A couple of Italian-American gig stories:
I played for years with a 17-piece big band, led first by Johnny L., later by Adrian D. This first story took place when it was John’s band. We were scheduled to play an Italian wedding at a hall about 15 minutes from my house. At the time, I had two cars, a 1971 Datsun and a 1972 Ford Pinto. Neither one worked very well. The Datsun’s brakes were shot, and it was dangerous to drive. The Pinto’s starter motor was just about gone.
I left the house with my tenor sax and clarinet, wearing my tux. I had cut the time pretty close. I should get there with about 10 minutes to set up. I decided to take the Pinto, figuring that it was somewhat less dangerous to drive. Unfortunately, this was the day that the starter died completely. After 10 minutes of trying to fix it, I gave up and loaded my stuff into the Datsun. I drove to the gig extra-carefully on account of the brakes, and arrived about 20 minutes after the downbeat.
I hurried into the hall, set up my instruments, and sat down with the sax section. The band was playing a chart of “Volare (Nel Blu Dipinto Blu).” That translates: “To Fly (In the Blue Painted Blue).” Dean Martin got a hit recording out of it in the 1950s.
The trombones were seated right behind the saxes. Joe D., a trombonist, stopped playing long enough to lean forward and ask me:
 “What happened, Peter? De Pinto Blew?”

That’s Sophia
We had a gig in San Francisco, at the Museum of Modern Art. The same band, now led by Adrian D., had been engaged to play for a “Tribute to Sophia Loren,” organized by the Italian consulate. Sophia herself was going to be there, with her husband, producer Carlo Ponti. The band members were excited about the gig. Some were looking forward to getting her autograph.
The band was stationed in the Schwab Room, to provide music for pre-dinner cocktails. The backdrop for our stage was a 30-foot tall caricature of Sophia. We played a set of big band favorites, then the guests adjourned to the main hall, the Evelyn and Walter Haas, Jr. Atrium, where the dinner tables were, and a stage with podium, for the Master of Ceremonies. The Schwab Room and the main hall were separated by a wide doorway that could be closed with big sliding birch panels.

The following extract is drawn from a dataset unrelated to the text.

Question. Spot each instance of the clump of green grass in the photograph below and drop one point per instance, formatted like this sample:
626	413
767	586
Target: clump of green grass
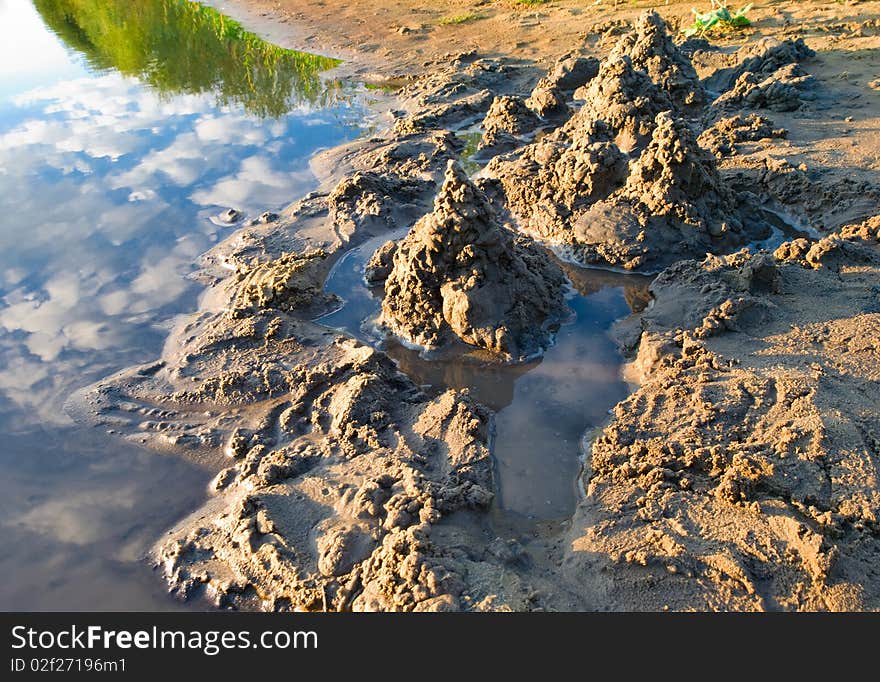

Looking from the bandstand into the Atrium, we could see that there weren’t going to be any autographs. All we could see of Sophia and Carlo was their four bodyguards, in tuxedos, standing by their table in the middle of the hall. 
The guests were society people, sponsors of the museum. One of them had written special lyrics to be sung to the tune of “That’s Amore.” Here is a sample:
When a star makes you drool 
And you feel like a fool
That’s Sophia!!
Copies of the song had been distributed to the audience. The plan was that the Master of Ceremonies would sing the first few lines through the microphone, then the band would strike up the tune, and then the entire audience would join in.
Just before the song was to start, the event planner decided to shut the sliding door. The band was miked; the event planner (peeking through the closed panel into the hall) would give us the signal to start, and our classy big-band accompaniment would be piped into the main hall via the sound system.
The Master of Ceremonies started the song. We got the high sign, and came in as arranged. We didn’t have a clue what the audience was doing until the event planner noticed that they had finished, and we were still playing. We had been completely out of synch with the audience, the whole time. Adrian cut the band off with half a chorus still to go. 
But it was OK. We didn’t disturb the show - the sound system had never been turned on. We had been playing for ourselves. Our job was done. We collected our checks and packed up our instruments.